He walked outside the fort and saw that LJ and Jason were far away in the field. He wanted to go home. He wanted to teleport home, without having to do any work. You weren’t supposed to be in a field during a storm, he knew. LJ and Jason looked to Jed like husband and wife. Jed always felt younger than his peers, like a baby almost. There was always the feeling that he had to try really hard at everything — smile bigger, talk louder and clearer, argue and fight things behind his eyes more. He thought that tonight he would read PC Gamer magazine and drink fruit punch with ice cubes in it while taking a bath. He liked computer games. He felt better. He ran into the field. As he neared LJ and Jason, he remembered hazily his mother — she had left when Jed was three — and felt almost like he was LJ and Jason’s son. He ran to them.
“It’s Jed,” Jason said. “Jed head.”
“Jason,” Jed said inaudibly. He looked at Jason and LJ holding hands and felt very nervous. He looked away. The grass was up to their knees and Jed was afraid of snakes. They seemed to be walking toward McDonald’s and not the church.
LJ began to wrap her hair around her neck. She had very thin smoke-brown hair. She hadn’t been mentally focused for a while now. She had been thinking about … she couldn’t remember what.
“Don’t,” Jason said. “You’ll choke to death.” He went to unwrap LJ’s hair from her neck.
They stopped walking. LJ let Jason unwrap her hair some. What was happening, she thought. She twisted away and fell. She sat and looked at the top of the grass covering the rest of the field, swaying light green and flaxen, a failed and reoriented sea. “You’ll choke to death on a stiff Chinese dumpling,” she said. She grinned at Jed, who was looking down and doing a kind of sideways walk — shifting, it seemed. LJ didn’t understand it.

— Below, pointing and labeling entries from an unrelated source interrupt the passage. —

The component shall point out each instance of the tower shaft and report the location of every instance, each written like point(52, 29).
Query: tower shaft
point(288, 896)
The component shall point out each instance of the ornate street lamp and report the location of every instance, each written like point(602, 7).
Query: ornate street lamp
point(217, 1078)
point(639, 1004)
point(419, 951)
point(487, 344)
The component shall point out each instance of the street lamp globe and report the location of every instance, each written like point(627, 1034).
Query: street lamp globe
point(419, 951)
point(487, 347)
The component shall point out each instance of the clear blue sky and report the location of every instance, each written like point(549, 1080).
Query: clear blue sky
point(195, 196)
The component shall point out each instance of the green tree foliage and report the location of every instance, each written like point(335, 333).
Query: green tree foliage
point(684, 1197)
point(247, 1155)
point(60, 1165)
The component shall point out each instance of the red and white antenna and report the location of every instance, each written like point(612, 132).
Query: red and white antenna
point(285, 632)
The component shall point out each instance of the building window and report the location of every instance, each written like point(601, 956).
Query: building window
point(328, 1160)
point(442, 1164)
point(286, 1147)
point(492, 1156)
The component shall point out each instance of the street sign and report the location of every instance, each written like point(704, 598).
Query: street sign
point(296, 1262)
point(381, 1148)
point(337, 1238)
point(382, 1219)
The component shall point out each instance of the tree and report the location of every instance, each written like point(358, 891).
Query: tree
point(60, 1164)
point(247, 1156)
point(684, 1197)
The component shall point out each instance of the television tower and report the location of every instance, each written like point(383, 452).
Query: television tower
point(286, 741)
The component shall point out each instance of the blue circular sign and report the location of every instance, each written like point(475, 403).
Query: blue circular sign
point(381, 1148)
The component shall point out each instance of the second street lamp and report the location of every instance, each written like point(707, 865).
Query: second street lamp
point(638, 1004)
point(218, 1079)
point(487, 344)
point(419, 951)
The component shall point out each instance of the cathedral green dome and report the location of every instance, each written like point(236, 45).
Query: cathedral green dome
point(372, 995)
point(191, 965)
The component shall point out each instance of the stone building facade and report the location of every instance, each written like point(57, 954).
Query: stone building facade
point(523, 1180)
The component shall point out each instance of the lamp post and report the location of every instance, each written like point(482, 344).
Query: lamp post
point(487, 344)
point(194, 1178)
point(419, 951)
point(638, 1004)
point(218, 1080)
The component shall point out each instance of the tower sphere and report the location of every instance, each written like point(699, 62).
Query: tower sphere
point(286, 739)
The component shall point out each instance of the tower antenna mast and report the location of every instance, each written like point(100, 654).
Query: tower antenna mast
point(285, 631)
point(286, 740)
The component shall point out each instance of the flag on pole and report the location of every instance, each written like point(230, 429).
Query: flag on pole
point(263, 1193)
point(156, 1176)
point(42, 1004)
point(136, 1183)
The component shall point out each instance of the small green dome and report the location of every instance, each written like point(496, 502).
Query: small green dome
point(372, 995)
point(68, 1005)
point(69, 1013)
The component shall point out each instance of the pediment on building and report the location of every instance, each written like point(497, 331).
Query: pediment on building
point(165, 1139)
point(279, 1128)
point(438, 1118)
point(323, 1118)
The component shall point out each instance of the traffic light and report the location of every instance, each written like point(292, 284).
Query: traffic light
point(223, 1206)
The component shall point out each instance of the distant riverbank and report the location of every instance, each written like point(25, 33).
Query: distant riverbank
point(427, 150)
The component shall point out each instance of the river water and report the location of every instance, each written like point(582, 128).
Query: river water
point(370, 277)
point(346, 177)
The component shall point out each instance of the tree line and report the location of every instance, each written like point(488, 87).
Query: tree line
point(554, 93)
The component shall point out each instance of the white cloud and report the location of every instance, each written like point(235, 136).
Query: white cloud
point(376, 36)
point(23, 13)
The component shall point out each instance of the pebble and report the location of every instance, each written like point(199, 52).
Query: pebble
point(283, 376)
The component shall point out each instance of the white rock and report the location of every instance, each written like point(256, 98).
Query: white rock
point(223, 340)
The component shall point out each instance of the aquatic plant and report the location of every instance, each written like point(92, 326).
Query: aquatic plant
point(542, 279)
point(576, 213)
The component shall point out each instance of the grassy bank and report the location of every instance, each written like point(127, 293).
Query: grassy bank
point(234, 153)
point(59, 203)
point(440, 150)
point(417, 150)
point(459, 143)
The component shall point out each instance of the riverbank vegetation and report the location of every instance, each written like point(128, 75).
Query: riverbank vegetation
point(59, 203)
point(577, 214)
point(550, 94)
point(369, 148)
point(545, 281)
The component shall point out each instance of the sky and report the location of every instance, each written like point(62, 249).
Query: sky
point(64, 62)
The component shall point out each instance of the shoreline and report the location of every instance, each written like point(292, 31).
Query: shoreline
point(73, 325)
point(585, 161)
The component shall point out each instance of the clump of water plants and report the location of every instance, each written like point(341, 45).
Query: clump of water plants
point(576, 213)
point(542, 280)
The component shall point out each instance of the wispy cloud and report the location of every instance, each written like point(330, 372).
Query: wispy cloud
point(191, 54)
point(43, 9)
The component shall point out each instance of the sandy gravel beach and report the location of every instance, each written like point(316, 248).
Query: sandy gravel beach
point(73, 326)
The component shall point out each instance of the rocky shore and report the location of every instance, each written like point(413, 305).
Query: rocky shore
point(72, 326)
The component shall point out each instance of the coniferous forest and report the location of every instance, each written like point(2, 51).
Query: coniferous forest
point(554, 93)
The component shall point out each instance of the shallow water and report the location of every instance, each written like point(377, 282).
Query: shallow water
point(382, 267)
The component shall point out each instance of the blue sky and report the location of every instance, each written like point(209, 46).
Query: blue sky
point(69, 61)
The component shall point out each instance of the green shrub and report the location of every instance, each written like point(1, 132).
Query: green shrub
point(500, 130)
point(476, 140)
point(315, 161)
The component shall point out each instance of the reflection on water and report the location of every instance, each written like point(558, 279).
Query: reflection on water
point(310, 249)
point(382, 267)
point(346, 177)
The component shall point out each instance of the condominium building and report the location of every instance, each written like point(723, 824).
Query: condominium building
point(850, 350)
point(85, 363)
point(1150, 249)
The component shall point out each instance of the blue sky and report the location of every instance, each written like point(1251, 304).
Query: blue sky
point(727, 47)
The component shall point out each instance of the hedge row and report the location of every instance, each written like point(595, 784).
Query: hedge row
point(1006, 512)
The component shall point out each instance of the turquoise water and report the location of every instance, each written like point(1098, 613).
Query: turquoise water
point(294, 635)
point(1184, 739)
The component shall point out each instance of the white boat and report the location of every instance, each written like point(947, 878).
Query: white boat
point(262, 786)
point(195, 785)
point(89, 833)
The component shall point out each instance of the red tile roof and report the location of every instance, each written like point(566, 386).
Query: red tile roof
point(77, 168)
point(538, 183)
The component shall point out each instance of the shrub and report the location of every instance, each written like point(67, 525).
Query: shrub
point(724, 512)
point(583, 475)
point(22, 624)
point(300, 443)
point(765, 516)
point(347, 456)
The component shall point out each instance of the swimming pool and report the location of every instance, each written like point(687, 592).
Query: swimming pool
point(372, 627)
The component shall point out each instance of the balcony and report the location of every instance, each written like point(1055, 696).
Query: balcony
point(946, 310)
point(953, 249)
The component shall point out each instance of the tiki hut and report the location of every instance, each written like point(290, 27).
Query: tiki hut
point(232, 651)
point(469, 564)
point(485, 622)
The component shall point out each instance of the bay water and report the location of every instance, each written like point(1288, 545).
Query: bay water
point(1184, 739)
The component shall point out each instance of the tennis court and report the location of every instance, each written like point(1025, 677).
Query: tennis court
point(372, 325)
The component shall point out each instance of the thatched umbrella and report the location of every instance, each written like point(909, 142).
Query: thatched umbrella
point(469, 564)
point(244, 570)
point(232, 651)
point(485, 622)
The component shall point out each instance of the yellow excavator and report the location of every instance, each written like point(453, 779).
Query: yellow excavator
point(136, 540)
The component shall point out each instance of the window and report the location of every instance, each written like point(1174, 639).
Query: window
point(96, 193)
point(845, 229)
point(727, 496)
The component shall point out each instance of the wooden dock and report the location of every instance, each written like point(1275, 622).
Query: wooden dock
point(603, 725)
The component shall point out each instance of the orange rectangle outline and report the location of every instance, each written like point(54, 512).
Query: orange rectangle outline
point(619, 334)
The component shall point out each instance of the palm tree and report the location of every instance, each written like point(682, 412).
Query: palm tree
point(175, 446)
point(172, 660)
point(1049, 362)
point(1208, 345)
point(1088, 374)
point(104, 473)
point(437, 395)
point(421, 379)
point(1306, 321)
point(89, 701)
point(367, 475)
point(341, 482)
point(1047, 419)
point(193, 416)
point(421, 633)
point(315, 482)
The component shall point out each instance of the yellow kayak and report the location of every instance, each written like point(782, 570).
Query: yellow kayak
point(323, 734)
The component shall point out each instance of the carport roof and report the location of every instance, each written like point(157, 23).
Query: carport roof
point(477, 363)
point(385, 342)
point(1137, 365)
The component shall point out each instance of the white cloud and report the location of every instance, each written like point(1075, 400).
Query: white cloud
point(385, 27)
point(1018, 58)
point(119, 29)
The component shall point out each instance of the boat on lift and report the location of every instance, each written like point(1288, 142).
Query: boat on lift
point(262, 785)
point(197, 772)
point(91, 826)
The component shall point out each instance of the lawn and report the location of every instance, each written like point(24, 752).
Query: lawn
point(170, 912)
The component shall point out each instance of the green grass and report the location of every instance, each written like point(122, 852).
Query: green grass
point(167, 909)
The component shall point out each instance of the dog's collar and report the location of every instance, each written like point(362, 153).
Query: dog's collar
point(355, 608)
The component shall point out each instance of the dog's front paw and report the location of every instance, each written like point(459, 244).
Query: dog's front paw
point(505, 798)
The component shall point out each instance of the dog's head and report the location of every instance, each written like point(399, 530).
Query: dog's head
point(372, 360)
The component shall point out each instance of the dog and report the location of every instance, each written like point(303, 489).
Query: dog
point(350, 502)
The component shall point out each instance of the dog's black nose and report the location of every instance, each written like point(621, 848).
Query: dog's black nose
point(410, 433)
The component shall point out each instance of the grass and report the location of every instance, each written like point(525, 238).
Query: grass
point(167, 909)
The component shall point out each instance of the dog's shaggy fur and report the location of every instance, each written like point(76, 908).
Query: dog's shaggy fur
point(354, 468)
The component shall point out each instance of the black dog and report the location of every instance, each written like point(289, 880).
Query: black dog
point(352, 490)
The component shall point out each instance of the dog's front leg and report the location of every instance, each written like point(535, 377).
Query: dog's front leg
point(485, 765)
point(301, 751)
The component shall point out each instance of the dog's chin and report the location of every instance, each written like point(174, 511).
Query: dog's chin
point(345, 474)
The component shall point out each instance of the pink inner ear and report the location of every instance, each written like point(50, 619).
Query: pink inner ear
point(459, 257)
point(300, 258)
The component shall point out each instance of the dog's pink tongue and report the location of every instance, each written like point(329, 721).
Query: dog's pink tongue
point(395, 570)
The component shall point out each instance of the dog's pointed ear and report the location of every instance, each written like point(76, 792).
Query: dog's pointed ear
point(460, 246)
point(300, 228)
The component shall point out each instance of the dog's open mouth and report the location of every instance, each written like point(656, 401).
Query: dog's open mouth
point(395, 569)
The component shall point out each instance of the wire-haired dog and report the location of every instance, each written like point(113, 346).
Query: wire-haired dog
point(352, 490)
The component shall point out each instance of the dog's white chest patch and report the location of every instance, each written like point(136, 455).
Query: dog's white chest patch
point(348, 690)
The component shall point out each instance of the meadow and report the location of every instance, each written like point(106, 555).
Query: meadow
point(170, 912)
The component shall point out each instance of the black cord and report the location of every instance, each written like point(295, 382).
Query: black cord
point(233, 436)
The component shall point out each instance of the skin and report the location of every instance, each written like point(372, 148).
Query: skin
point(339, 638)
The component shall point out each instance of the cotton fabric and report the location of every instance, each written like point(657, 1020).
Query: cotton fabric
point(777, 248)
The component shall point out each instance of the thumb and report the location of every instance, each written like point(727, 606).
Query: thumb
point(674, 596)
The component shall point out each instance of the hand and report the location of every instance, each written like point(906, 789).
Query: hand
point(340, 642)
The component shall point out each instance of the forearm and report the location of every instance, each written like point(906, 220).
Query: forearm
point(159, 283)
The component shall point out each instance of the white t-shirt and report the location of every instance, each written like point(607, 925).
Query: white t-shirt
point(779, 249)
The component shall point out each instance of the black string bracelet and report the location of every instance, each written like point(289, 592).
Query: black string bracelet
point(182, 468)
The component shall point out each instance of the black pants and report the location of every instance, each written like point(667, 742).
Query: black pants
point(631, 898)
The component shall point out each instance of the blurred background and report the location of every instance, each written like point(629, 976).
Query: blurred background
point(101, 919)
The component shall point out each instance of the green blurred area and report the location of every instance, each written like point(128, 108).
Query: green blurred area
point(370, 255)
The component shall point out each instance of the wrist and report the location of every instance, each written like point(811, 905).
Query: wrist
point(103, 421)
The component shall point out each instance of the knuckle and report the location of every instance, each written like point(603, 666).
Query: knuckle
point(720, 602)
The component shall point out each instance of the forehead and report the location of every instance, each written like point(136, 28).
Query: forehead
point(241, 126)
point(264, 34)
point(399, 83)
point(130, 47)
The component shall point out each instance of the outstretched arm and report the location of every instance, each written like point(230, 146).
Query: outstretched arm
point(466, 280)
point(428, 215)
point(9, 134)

Jason put a hand out as if to help LJ up. “A stiff Chinese dumpling,” he said. “You don’t know what that means.” He was pointing now. With his other hand he took out an apple and began to nibble at it. “You can’t act this way. You won’t,” he said. “When you know the world ended already you’ll be different.”
“That’s the most meaningless thing I’ve ever heard,” LJ said. She sat Indian-style. She widened her eyes and looked up at Jason and shouted, “What are you looking at?” Her voice was normally small; louder, now, it sounded a little like singing. Jason’s face turned red, and LJ felt bad, and blushed. She had thought she was just playing. She didn’t know.
“A dumpling,” Jason said. “That’s bad. That’s racist.” He threw his apple into the air and it went into the sky. He ran towards McDonald’s.
A cloud moved and blocked the sun.
“Aren’t you afraid of snakes?” Jed said. He spun in place, 360 degrees. One time LJ whispered in his ear that she liked him and he didn’t believe her.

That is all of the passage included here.